Récits de voyages d’un Arabe/La description de la ville glorieuse de Rome


Traduction par Olga de Lébédew.
(p. 57-62).


AU NOM DU DIEU UNIQUE, ÉTERNEL, IMMORTEL, AUQUEL JE ME CONFIE, QUI EST MON REFUGE.


Commençons, avec l’aide de Dieu le Très-Haut, la description de la ville glorieuse de Rome, en nous fondant sur des sources véridiques, qui nous sont parvenues par les écrits des anciens. Sur ses édifices, ses églises, etc.

La ville glorieuse de Rome est longue de trente milles, et sa largeur de même ; elle est entourée de trois murailles, en comptant depuis la porte surnommée « la Porte d’Or » jusqu’au côté oriental. La mer l’entoure de trois côtés et le quatrième est réuni au continent. Elle a sept portes sans compter la Porte d’Or. Entre les murailles qui entourent la ville, il y a une distance de soixante aunes et l’épaisseur de chaque muraille est de quarante aunes. Entre deux murs il y a une rivière d’eau douce qu’on appelle Costantino, et qui traverse toute la ville, et elle a des écluses en cuivre jaune, dont chacune est de quarante-six coudées de hauteur ; leur nombre est de mille.

Lorsque l’ennemi assiège cette ville, ses habitants ouvrent les écluses qui laissent échapper une grande masse d’eau, servant de défense contre l’ennemi, car cette eau va se réunir aux eaux de la rivière. Entre la Porte d’Or et le palais impérial, un énorme marché s’étend à la distance de douze milles ; il est pavé de grandes dalles en pierre. Il contient une quantité de boutiques. Le centre en est appuyé sur des colonnes de cuivre jaune, dont les bases et les chapiteaux sont travaillés comme les tiges d’arbre et les feuilles. La hauteur de chaque colonne est de trente coudées ; entre les colonnes il y a un pont en cuivre jaune ; la rivière coule de l’Occident à l’Orient et l’on y voit beaucoup de vaisseaux. Les vaisseaux s’approchent de la maison « des Dix », s’arrêtent devant les boutiques où ils déposent leurs marchandises, reçoivent le prix du transport et s’en retournent en paix.
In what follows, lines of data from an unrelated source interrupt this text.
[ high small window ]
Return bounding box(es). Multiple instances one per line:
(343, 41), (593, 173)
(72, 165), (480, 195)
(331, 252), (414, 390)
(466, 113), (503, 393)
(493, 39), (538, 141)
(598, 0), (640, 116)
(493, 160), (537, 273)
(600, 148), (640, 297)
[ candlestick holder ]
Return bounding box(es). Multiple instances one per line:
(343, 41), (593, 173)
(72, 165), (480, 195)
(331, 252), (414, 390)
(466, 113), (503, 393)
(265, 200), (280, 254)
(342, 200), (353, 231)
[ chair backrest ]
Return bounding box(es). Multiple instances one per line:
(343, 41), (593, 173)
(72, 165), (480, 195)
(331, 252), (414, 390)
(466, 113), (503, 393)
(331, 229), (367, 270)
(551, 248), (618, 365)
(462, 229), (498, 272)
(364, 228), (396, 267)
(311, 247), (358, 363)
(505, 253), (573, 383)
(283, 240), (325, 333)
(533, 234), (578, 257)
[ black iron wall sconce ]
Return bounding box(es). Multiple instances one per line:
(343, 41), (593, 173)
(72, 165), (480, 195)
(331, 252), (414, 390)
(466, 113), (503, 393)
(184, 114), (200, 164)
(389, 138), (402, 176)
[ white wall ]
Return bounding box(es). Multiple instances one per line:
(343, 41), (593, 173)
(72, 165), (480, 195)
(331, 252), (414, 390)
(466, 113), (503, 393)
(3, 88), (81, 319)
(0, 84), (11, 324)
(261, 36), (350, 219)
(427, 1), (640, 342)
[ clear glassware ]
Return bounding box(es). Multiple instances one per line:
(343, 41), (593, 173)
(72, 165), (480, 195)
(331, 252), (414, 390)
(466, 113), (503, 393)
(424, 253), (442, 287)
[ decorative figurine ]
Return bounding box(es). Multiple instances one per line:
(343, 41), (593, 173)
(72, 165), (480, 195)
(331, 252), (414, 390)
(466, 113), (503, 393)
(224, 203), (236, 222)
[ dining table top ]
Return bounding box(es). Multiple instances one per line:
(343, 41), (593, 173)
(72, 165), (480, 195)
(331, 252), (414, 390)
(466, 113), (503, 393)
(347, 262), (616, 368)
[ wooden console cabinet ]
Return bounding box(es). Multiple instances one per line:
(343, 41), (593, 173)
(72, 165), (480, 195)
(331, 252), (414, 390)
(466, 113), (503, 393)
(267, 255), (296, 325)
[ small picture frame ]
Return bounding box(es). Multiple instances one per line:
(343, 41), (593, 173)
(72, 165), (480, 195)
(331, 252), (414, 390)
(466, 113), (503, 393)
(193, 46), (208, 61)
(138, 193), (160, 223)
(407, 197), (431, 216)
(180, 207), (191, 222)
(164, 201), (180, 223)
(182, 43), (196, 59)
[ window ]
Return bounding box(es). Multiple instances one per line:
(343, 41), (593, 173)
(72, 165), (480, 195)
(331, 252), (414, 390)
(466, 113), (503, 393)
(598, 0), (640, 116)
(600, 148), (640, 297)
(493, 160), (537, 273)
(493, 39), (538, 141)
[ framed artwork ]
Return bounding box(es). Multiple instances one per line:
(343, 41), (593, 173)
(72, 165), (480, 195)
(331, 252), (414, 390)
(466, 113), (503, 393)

Cette ville possède une église dédiée aux Saints Pierre et Paul, les premiers apôtres. Ils y sont enterrés tous deux dans un sarcophage en marbre, que tout le monde voit. La longueur de cette église est de trois cents coudées, et sa hauteur de deux cents aunes royales, mesure que l’on ne connaît que dans cette ville ; cette aune est d’une moitié plus longue que l’aune des autres pays.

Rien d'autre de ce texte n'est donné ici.